Since all the “cool kids on twitter” were apparently experimenting with “vibe-coding” (prompting an LLM to code applications instead of writing the code yourself) I decided to give it a try. I already had a CGI lighttpd server set up (see my article on CGI for details, but essentially it lets me type http://localhost:19786/jobs.cgi, and the server runs the script and returns whatever it outputs. Trivial to set up, and perfect for quick personal UI apps).

Python, being THE “can-do-anything-out-of-the-box” language that everyone (including LLMs but excluding me) loves, seemed like the natural choice. I provided a sample of six structured job listings to the LLM and requested a newspaper ads section layout.

After several rounds of prompting, thinking, testing, and copying the entire script back-and-forth into the prompts, I arrived at a result I genuinely love:

Screenshot of The Daily Career Chronicle interface showing job listings in a newspaper format with filter options at the top and job listings below, some marked as "IGNORED" or "APPLIED"

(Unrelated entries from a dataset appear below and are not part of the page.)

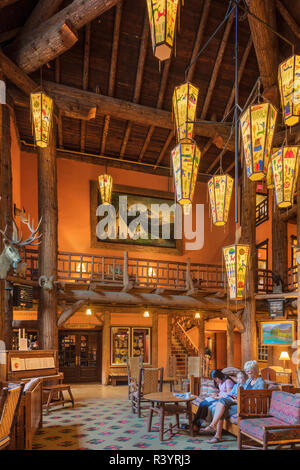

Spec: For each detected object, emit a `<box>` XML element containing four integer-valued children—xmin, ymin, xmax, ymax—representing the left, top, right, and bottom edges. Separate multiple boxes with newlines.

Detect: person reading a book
<box><xmin>200</xmin><ymin>371</ymin><xmax>247</xmax><ymax>444</ymax></box>
<box><xmin>193</xmin><ymin>369</ymin><xmax>234</xmax><ymax>431</ymax></box>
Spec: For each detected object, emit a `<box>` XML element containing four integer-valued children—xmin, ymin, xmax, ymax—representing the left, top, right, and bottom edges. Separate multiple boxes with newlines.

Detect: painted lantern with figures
<box><xmin>171</xmin><ymin>140</ymin><xmax>201</xmax><ymax>206</ymax></box>
<box><xmin>98</xmin><ymin>175</ymin><xmax>113</xmax><ymax>204</ymax></box>
<box><xmin>147</xmin><ymin>0</ymin><xmax>179</xmax><ymax>61</ymax></box>
<box><xmin>223</xmin><ymin>244</ymin><xmax>250</xmax><ymax>300</ymax></box>
<box><xmin>271</xmin><ymin>145</ymin><xmax>300</xmax><ymax>208</ymax></box>
<box><xmin>208</xmin><ymin>175</ymin><xmax>234</xmax><ymax>226</ymax></box>
<box><xmin>241</xmin><ymin>103</ymin><xmax>278</xmax><ymax>181</ymax></box>
<box><xmin>30</xmin><ymin>92</ymin><xmax>53</xmax><ymax>147</ymax></box>
<box><xmin>278</xmin><ymin>55</ymin><xmax>300</xmax><ymax>126</ymax></box>
<box><xmin>173</xmin><ymin>83</ymin><xmax>199</xmax><ymax>142</ymax></box>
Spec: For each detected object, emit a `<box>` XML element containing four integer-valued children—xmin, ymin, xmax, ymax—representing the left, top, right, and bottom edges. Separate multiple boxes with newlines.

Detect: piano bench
<box><xmin>43</xmin><ymin>384</ymin><xmax>74</xmax><ymax>414</ymax></box>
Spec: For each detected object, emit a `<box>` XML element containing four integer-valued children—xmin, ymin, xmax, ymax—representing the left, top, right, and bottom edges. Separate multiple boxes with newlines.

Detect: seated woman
<box><xmin>201</xmin><ymin>371</ymin><xmax>247</xmax><ymax>444</ymax></box>
<box><xmin>193</xmin><ymin>369</ymin><xmax>234</xmax><ymax>431</ymax></box>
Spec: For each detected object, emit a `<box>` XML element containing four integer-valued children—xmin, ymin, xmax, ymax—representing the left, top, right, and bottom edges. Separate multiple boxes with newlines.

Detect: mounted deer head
<box><xmin>0</xmin><ymin>216</ymin><xmax>42</xmax><ymax>279</ymax></box>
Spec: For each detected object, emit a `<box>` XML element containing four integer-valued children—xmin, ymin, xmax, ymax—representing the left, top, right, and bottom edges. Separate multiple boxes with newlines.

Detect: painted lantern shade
<box><xmin>99</xmin><ymin>175</ymin><xmax>113</xmax><ymax>204</ymax></box>
<box><xmin>173</xmin><ymin>83</ymin><xmax>199</xmax><ymax>141</ymax></box>
<box><xmin>30</xmin><ymin>92</ymin><xmax>53</xmax><ymax>147</ymax></box>
<box><xmin>241</xmin><ymin>103</ymin><xmax>278</xmax><ymax>181</ymax></box>
<box><xmin>171</xmin><ymin>140</ymin><xmax>201</xmax><ymax>206</ymax></box>
<box><xmin>147</xmin><ymin>0</ymin><xmax>179</xmax><ymax>61</ymax></box>
<box><xmin>271</xmin><ymin>145</ymin><xmax>300</xmax><ymax>208</ymax></box>
<box><xmin>208</xmin><ymin>175</ymin><xmax>234</xmax><ymax>226</ymax></box>
<box><xmin>223</xmin><ymin>245</ymin><xmax>250</xmax><ymax>300</ymax></box>
<box><xmin>278</xmin><ymin>55</ymin><xmax>300</xmax><ymax>126</ymax></box>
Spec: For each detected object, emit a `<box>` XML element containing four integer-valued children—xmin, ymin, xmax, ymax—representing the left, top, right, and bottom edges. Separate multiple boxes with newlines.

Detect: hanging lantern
<box><xmin>208</xmin><ymin>175</ymin><xmax>233</xmax><ymax>227</ymax></box>
<box><xmin>30</xmin><ymin>91</ymin><xmax>53</xmax><ymax>147</ymax></box>
<box><xmin>147</xmin><ymin>0</ymin><xmax>179</xmax><ymax>61</ymax></box>
<box><xmin>99</xmin><ymin>175</ymin><xmax>113</xmax><ymax>204</ymax></box>
<box><xmin>171</xmin><ymin>139</ymin><xmax>201</xmax><ymax>206</ymax></box>
<box><xmin>278</xmin><ymin>55</ymin><xmax>300</xmax><ymax>126</ymax></box>
<box><xmin>271</xmin><ymin>145</ymin><xmax>300</xmax><ymax>208</ymax></box>
<box><xmin>173</xmin><ymin>83</ymin><xmax>199</xmax><ymax>142</ymax></box>
<box><xmin>241</xmin><ymin>103</ymin><xmax>278</xmax><ymax>181</ymax></box>
<box><xmin>223</xmin><ymin>244</ymin><xmax>250</xmax><ymax>300</ymax></box>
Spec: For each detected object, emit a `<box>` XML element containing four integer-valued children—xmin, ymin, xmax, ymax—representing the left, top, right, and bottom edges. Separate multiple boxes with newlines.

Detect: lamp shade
<box><xmin>241</xmin><ymin>103</ymin><xmax>278</xmax><ymax>181</ymax></box>
<box><xmin>223</xmin><ymin>244</ymin><xmax>250</xmax><ymax>300</ymax></box>
<box><xmin>171</xmin><ymin>140</ymin><xmax>201</xmax><ymax>206</ymax></box>
<box><xmin>278</xmin><ymin>55</ymin><xmax>300</xmax><ymax>126</ymax></box>
<box><xmin>30</xmin><ymin>91</ymin><xmax>53</xmax><ymax>147</ymax></box>
<box><xmin>99</xmin><ymin>175</ymin><xmax>113</xmax><ymax>204</ymax></box>
<box><xmin>279</xmin><ymin>351</ymin><xmax>290</xmax><ymax>361</ymax></box>
<box><xmin>271</xmin><ymin>145</ymin><xmax>300</xmax><ymax>208</ymax></box>
<box><xmin>147</xmin><ymin>0</ymin><xmax>179</xmax><ymax>61</ymax></box>
<box><xmin>173</xmin><ymin>82</ymin><xmax>199</xmax><ymax>141</ymax></box>
<box><xmin>208</xmin><ymin>175</ymin><xmax>234</xmax><ymax>226</ymax></box>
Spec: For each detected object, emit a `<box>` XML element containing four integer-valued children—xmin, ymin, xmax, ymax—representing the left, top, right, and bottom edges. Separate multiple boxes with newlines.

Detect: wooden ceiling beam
<box><xmin>276</xmin><ymin>0</ymin><xmax>300</xmax><ymax>39</ymax></box>
<box><xmin>101</xmin><ymin>1</ymin><xmax>123</xmax><ymax>153</ymax></box>
<box><xmin>8</xmin><ymin>0</ymin><xmax>119</xmax><ymax>73</ymax></box>
<box><xmin>120</xmin><ymin>11</ymin><xmax>149</xmax><ymax>158</ymax></box>
<box><xmin>80</xmin><ymin>23</ymin><xmax>91</xmax><ymax>152</ymax></box>
<box><xmin>201</xmin><ymin>9</ymin><xmax>234</xmax><ymax>119</ymax></box>
<box><xmin>19</xmin><ymin>0</ymin><xmax>63</xmax><ymax>37</ymax></box>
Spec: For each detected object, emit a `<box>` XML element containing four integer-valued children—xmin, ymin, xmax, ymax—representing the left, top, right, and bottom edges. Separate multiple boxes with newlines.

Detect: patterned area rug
<box><xmin>33</xmin><ymin>399</ymin><xmax>237</xmax><ymax>450</ymax></box>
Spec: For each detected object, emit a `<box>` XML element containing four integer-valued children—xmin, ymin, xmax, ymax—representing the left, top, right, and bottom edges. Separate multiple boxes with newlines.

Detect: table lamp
<box><xmin>279</xmin><ymin>351</ymin><xmax>290</xmax><ymax>369</ymax></box>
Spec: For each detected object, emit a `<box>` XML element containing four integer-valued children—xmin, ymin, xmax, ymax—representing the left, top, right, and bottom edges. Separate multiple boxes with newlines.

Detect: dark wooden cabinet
<box><xmin>58</xmin><ymin>331</ymin><xmax>102</xmax><ymax>383</ymax></box>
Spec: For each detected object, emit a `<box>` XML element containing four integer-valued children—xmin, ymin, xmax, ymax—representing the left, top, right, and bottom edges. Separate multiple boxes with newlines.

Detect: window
<box><xmin>256</xmin><ymin>193</ymin><xmax>269</xmax><ymax>226</ymax></box>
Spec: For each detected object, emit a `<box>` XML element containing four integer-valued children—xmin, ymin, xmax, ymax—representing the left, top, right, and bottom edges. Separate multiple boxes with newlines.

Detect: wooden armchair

The interface includes buttons to:

  • View the original job listing on the source website
  • “Ignore” listings I don’t want to apply for but want to mark as processed
  • “Mark applied” for positions I’ve submitted applications to
  • “Delete” to remove the underlying file entirely (in case something goes wrong, as I don’t want to go fish for the specific file)

While Claude wrote most of the UI code (all but a dozen lines tops), the original ideas such as the newspaper classified ads aesthetic, marquees for technologies, the buttons, and the “IGNORED” and “APPLIED” stamps, are all mine. The scraper is all handwritten, and I could not even use claude for a part of it (as I had burned through my balance, as previously mentioned). So I’m still quite pleased with my work.

This project has significantly streamlined my internship search process and was genuinely enjoyable to build!